En el camino de regreso, los papeles se
han invertido: María está tranquila, el estómago ha dejado de hablarle y tiene
la mirada serena. Antonio maneja despacio, con excesiva –aunque nunca está de
más- precaución, como si quisiera que el tiempo pasase más lento. La
incertidumbre de lo que está por venir lo tiene tenso, y además se ha quedado
atónito frente a las palabras de la señora Carmen. Acertó en todo. ¿Será que su
mujer le adelantó alguna información? Se pregunta y le pregunta. Ella le dice
que no.
Al día siguiente, muy temprano, lo
primero que hace Antonio al llegar a su oficina es pedirle a su secretaria que
le reserve un pasaje en avión a Chachapoyas lo más pronto posible. Se tomará
una semana de licencia le comenta. No revela el verdadero motivo de su viaje: va
al encuentro de Lucero, el curandero, el hombre bueno que trabaja con Dios.
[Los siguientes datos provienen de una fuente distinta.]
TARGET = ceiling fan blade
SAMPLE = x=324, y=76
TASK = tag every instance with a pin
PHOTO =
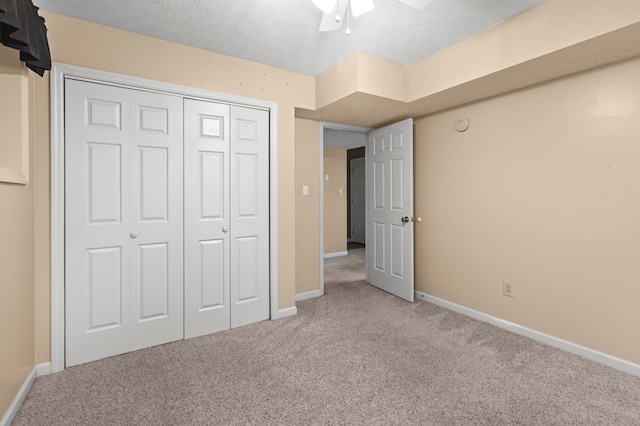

Andrea, su secretaria consigue un
pasaje para vuelo de las dos de la tarde. Así que va a casa, alista su maleta
con ropa para un par de días y se despide de María. Sus cuatro hijos están
estudiando.
Antes de ir al aeropuerto, pasa por la
casa de su hermano Adolfo para pedirle que le redacte una pequeña carta de
presentación dirigida a Emilio Lucero. Antonio se siente ahora más respaldado,
como si fuera a hacer algún trámite y va con una tarjeta de recomendación.
Don Emilio Lucero vive en Luya, a
noventa kilómetros al sur de Chachapoyas. Es un típico pueblo de selva alta,
con casitas de adobe y techo a doble agua. El clima es agradable todo el año.
Es la primera vez que Antonio está en Amazonas, pero le es familiar. Él es de
Moyobamba, capital del departamento de San Martín.
Sin siquiera averiguar dónde pasará la
noche, va directo a la casa de Lucero. Lo encuentra cuando está a punto de
salir a su chacra y le entrega la carta. Lucero la lee detenidamente, se toma
su tiempo, como si hubiera algún mensaje entre líneas.
—Claro que me lo recuerdo a su hermano.
Le habían hecho harto daño. Pero se le pudo curar, ¿Cómo queda él?
—Bien Don Emilio. Gracias a usted.
—¿Usted también eres abogado?
—Sí, también. Mi hermano fue mi
inspiración para seguir abogacía.
—Ah ya doctorcito. Estás con suerte. Hoy
es martes. Hoy trabajo aquisito mismo, a las diez de la noche.